Coupe-like crossovers, carbon-bodied sportscars, urban-mode city hatchbacks--BMW can build them all, but when it gets placed in the balances and judged by its hardcore enthusiast audience, the only BMW that matters is the M3.
It's the critical nuclear core of the brand and a bellwether for Bimmerphiles and the wider auto realm alike. If a car is lithe and taut, it will inevitably be compared to the M3.
The M--and now the M4 alongside it--has to be right. The 3-Series may be BMW's sales heart, but the M cars is its soul.
Both are new for 2015, and both have some history to overcome. The last M3's been widely regarded as a hefty high-speed specialist that veered a little too far away from BMW's lightweight, nimble roots. The M4? It's an unknown.
We've now had time to drive the M4 and M3 on the track--Wisconsin's Road America, the Gigantor of woodsy thrill rides--and the M4 extensively as a part of our Best Car To Buy driving on Malibu's more challenging canyon roads. (Yes, we're now long after the first drives actually happened, but sometimes life happens.)
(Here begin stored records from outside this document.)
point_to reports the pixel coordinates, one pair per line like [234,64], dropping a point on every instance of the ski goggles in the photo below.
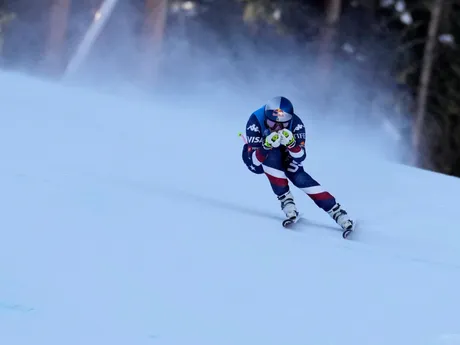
[277,125]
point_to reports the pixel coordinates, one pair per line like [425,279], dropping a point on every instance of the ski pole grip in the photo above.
[242,137]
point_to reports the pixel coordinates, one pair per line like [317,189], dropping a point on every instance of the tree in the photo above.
[154,27]
[425,76]
[58,21]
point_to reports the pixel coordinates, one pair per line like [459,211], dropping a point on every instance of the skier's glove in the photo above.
[287,138]
[272,141]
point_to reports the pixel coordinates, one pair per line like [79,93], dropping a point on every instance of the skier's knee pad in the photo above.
[247,159]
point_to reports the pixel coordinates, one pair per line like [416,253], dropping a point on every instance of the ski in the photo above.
[347,232]
[290,221]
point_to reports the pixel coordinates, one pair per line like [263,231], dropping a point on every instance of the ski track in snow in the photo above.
[114,233]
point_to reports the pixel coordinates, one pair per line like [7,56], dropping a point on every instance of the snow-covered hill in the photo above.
[119,227]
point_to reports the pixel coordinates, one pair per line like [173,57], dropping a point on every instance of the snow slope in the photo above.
[118,228]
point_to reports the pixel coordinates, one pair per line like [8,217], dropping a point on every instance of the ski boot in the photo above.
[289,208]
[341,217]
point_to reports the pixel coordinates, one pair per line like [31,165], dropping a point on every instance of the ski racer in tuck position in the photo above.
[275,146]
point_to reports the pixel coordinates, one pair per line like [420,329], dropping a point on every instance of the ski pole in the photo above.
[242,137]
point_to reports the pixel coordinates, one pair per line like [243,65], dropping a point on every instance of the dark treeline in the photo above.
[400,58]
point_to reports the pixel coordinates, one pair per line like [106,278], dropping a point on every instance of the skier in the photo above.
[275,146]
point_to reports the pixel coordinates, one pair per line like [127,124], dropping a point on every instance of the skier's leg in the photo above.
[273,169]
[322,198]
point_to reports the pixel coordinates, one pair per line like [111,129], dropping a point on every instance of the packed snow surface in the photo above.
[136,222]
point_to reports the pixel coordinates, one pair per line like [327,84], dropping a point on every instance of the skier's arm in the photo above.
[256,149]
What did we find? A car that's astonishingly fluid transitioning between wide sweepers, one that's fearsomely fast, but something of a ditherer when the roads get really tight.
The running gear underpinning the M3 and M4 occupies the adults-only corner of BMW's hardware store. The centerpiece is a 3.0-liter twin-turbo in-line six rated at 425 horsepower and 406 pound-feet of torque. Up 2 percent in power and 38 percent in torque, the S55 engine's peak torque arrives at a low 1800 rpm and sticks around through 5500 rpm--where peak power arrives and lingers through a soaring 7300 rpm.
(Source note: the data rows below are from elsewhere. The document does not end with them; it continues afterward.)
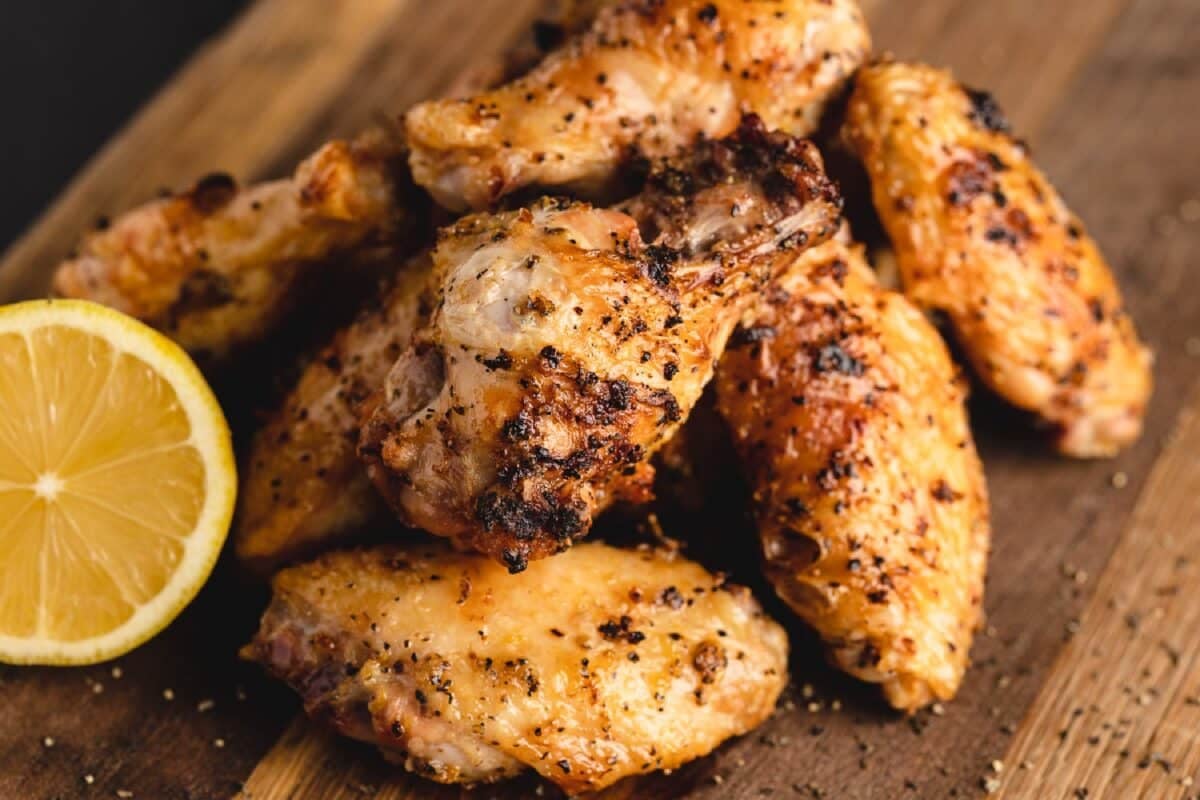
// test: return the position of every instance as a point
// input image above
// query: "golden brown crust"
(565, 349)
(850, 419)
(648, 74)
(216, 266)
(593, 666)
(303, 485)
(981, 234)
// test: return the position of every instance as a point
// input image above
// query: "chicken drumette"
(569, 342)
(592, 666)
(982, 235)
(850, 419)
(304, 485)
(647, 76)
(216, 266)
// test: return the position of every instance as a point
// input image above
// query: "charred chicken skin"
(569, 342)
(648, 76)
(982, 235)
(216, 266)
(592, 666)
(850, 420)
(304, 485)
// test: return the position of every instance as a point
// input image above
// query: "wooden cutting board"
(1087, 679)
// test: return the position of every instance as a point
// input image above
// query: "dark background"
(72, 72)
The rev limiter body-checks throttle input at 7600 rpm--but you'll shy away from it before then. This engine just doesn't sound fluid or muscular in the way old BMW in-line sixes did, or the current crop of competitive V-8s do (RC F, Mustang GT), even with piped-in engine noises filtered and amplified for your enjoyment. The classic BMW ripple has turned into a wall of white noise.
Making up in crazy speed what it lacks in charisma, the M3 and M4's six pounds out 3.9-second 0-60 mph acceleration times like it's dealing poker. That's when paired with the M-DCT dual-clutch transmission. If you opt for the six-speed manual, that figure rises to 4.1 seconds--it's the price you pay for rowing your own gears, though you won't have to worry about rev-matching even if you pick the three-pedal 'box, as BMW has included automatic throttle-blipping that's shut off when the M's put in Sport+ mode. In either body style, top speed is capped at 155 mph, a number Road America brings within tantalizing reach.